Scrivener.net

Monday, October 26, 2009

How Obama's people brought "cultural revolution" to the failed management at General Motors 

Obama's "Car Czar", Steven Rattner, tells us all just how bad the management was at Government General Motors when he arrived there -- and about the radical steps he had to take to shake it from the top...

Everyone knew Detroit's reputation for insular, slow-moving cultures. Even by that low standard, I was shocked by the stunningly poor management that we found, particularly at GM, where we encountered, among other things, perhaps the weakest finance operation any of us had ever seen in a major company ... We were appalled by the absence of sound analysis provided to justify expenditures.

The cultural deficiencies were equally stunning. At GM's Renaissance Center headquarters, the top brass were sequestered on the uppermost floor, behind locked and guarded glass doors. Executives housed on that floor had elevator cards that allowed them to descend to their private garage without stopping at any of the intervening floors (no mixing with the drones)...

I found CEO Rick Wagoner to be likable, dedicated, and generally knowledgeable. But he set a tone of "friendly arrogance" that seemed to permeate the organization.
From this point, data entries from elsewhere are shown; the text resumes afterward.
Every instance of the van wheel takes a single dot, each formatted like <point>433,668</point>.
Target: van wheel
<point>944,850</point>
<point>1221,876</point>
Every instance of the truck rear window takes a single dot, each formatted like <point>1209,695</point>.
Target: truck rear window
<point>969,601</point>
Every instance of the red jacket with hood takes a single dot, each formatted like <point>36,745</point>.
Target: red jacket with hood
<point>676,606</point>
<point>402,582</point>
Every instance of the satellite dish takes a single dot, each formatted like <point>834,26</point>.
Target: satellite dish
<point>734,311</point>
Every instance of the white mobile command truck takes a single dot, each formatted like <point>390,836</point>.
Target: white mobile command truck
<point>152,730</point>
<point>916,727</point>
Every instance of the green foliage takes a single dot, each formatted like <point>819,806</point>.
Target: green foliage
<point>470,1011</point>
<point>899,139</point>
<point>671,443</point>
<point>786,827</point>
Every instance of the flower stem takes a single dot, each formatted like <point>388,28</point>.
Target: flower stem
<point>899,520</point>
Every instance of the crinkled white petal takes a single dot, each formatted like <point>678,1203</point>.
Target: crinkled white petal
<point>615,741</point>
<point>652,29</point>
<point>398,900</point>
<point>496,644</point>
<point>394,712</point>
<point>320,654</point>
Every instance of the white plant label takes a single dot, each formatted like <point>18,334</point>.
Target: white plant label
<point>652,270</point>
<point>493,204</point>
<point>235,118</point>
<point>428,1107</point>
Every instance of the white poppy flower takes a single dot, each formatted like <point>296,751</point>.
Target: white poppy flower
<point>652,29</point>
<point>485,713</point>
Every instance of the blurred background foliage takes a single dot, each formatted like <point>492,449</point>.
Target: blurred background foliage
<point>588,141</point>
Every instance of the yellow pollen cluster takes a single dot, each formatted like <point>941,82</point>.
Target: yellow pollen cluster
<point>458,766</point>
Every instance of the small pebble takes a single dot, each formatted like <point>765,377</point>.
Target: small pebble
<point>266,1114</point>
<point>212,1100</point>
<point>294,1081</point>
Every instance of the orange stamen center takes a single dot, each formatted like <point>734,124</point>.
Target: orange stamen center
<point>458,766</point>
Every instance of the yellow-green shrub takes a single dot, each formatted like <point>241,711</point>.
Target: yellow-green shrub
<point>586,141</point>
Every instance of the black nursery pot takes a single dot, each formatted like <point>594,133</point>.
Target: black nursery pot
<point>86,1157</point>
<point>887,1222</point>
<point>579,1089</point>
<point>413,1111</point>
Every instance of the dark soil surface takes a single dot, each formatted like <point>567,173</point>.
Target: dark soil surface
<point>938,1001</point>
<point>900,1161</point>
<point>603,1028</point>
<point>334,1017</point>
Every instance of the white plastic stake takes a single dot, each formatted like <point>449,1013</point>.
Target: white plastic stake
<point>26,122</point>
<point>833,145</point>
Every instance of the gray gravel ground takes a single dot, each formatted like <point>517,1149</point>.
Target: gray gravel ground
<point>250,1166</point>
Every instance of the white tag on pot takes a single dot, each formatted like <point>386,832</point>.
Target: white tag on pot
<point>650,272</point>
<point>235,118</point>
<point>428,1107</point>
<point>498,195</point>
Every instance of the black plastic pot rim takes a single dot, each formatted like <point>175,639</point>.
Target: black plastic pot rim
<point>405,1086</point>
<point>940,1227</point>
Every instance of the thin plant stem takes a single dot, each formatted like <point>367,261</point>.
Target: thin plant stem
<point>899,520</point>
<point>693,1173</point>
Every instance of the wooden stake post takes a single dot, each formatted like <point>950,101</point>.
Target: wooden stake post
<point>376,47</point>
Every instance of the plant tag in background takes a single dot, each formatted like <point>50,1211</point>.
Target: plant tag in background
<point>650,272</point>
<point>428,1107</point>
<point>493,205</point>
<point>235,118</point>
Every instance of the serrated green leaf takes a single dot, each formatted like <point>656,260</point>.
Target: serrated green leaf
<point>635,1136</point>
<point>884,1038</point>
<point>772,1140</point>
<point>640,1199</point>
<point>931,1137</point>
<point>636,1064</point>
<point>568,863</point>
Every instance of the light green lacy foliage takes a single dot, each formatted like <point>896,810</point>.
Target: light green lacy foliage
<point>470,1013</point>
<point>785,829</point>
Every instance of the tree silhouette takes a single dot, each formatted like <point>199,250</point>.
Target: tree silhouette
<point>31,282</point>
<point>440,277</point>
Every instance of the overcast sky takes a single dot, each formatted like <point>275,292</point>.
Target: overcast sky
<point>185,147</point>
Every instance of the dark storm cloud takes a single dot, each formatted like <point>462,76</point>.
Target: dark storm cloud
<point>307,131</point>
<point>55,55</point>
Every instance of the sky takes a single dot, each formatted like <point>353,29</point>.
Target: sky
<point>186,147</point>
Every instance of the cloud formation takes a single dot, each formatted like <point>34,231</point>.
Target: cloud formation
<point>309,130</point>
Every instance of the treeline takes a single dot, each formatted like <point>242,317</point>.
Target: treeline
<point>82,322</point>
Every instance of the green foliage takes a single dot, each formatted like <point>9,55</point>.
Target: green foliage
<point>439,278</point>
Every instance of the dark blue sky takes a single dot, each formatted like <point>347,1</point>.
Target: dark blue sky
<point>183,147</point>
Certainly he and his team seemed to believe that virtually all of their problems could be laid at the feet of some combination of the financial crisis, oil prices, the yen-dollar exchange rate, and the UAW.

It seemed completely obvious to us that any management team that had burned through $21 billion of cash in a year and another $13 billion in the first quarter of 2009 could not be allowed to continue. Equally important, GM's February viability plan was more "business as usual" and not the aggressive new approach that we felt was essential...
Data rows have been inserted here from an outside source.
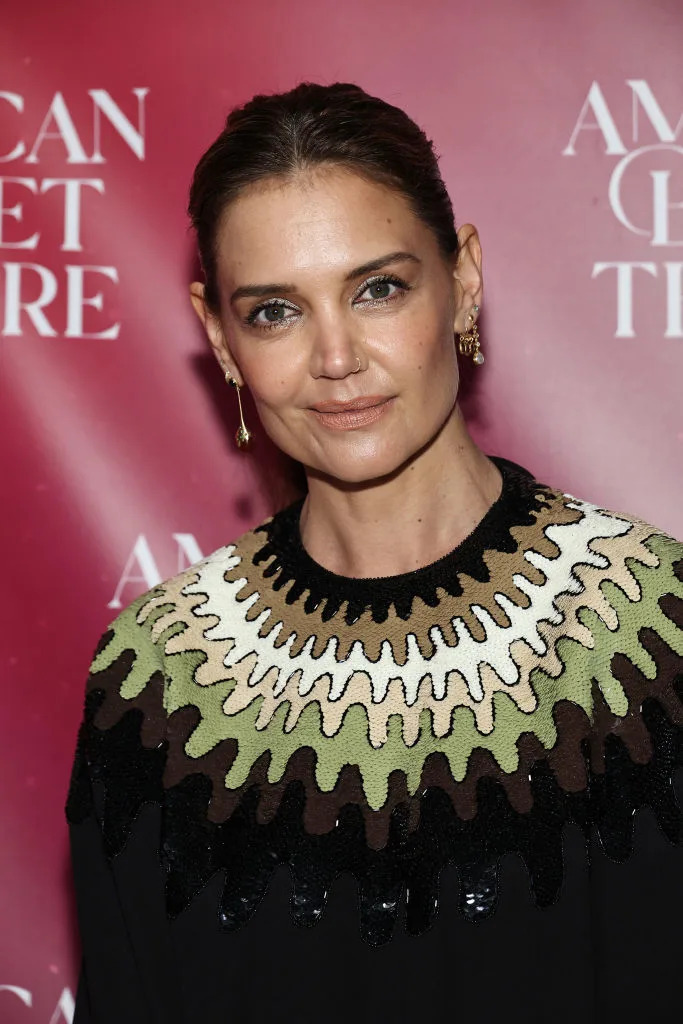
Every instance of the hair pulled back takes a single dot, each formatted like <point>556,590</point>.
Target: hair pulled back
<point>281,134</point>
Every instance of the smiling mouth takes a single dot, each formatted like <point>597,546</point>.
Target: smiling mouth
<point>353,414</point>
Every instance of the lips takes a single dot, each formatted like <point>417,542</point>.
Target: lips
<point>366,401</point>
<point>352,414</point>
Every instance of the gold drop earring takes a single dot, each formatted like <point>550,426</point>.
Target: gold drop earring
<point>242,435</point>
<point>468,342</point>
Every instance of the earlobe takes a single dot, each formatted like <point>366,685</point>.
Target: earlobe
<point>214,331</point>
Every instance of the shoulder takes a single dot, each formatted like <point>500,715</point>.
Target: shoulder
<point>147,619</point>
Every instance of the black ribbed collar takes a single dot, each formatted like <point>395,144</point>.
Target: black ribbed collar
<point>291,563</point>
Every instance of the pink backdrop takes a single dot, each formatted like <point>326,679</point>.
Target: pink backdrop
<point>560,131</point>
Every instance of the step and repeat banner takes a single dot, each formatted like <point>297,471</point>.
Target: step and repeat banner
<point>560,135</point>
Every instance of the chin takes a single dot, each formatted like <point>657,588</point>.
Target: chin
<point>364,467</point>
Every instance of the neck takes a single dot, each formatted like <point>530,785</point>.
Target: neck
<point>401,522</point>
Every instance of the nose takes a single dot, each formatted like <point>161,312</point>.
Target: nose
<point>336,348</point>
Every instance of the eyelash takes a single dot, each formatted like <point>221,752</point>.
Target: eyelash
<point>250,320</point>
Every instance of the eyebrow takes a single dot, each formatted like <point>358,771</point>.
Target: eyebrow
<point>259,291</point>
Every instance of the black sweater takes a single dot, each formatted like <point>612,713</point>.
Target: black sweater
<point>300,797</point>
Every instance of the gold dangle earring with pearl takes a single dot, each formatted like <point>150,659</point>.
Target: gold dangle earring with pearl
<point>468,341</point>
<point>243,435</point>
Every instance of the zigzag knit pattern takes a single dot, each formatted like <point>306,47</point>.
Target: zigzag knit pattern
<point>389,727</point>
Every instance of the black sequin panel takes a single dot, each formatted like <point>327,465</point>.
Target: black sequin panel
<point>194,849</point>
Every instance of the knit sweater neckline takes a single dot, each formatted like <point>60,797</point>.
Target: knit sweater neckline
<point>515,505</point>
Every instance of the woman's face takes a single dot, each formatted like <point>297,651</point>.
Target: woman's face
<point>337,312</point>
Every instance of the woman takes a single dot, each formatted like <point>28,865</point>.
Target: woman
<point>381,756</point>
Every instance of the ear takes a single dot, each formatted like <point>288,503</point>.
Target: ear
<point>467,275</point>
<point>214,331</point>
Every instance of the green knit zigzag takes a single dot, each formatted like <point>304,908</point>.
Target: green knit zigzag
<point>351,743</point>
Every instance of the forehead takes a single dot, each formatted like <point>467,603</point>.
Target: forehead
<point>327,218</point>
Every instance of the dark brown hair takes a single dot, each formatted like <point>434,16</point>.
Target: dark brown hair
<point>281,134</point>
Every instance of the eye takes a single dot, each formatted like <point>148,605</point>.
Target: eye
<point>383,289</point>
<point>269,314</point>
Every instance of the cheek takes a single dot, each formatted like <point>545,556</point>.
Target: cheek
<point>270,377</point>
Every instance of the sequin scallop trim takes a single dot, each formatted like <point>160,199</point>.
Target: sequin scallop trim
<point>319,787</point>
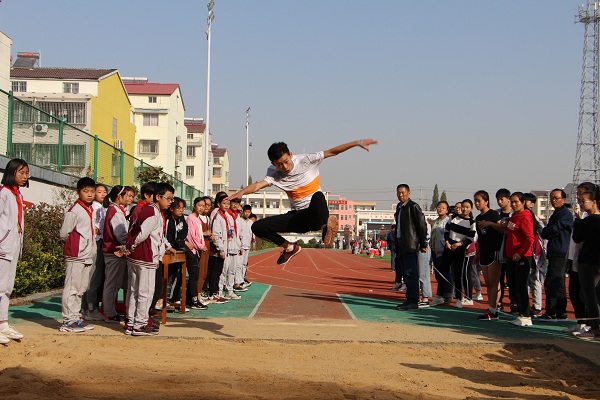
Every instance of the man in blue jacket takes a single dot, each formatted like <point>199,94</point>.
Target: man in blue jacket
<point>558,234</point>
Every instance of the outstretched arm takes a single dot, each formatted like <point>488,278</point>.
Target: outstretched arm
<point>253,188</point>
<point>364,143</point>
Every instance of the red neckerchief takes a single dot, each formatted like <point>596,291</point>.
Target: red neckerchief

To radically shake up GM's management culture and instill within it that entirely new aggressiveness, I knew what I had to do: fire Wagoner and install a new leader -- Wagoner's own #2 man, his fellow GM "lifer" and long-time sequesteree of that uppermost executive floor, Fritz Henderson, following Wagoner's recommendation on this...

I feel so much better about all this now.

(OK, for all the laywers out there, one of those paragraphs was not part of Rattner's story as published -- though it deserved to be.)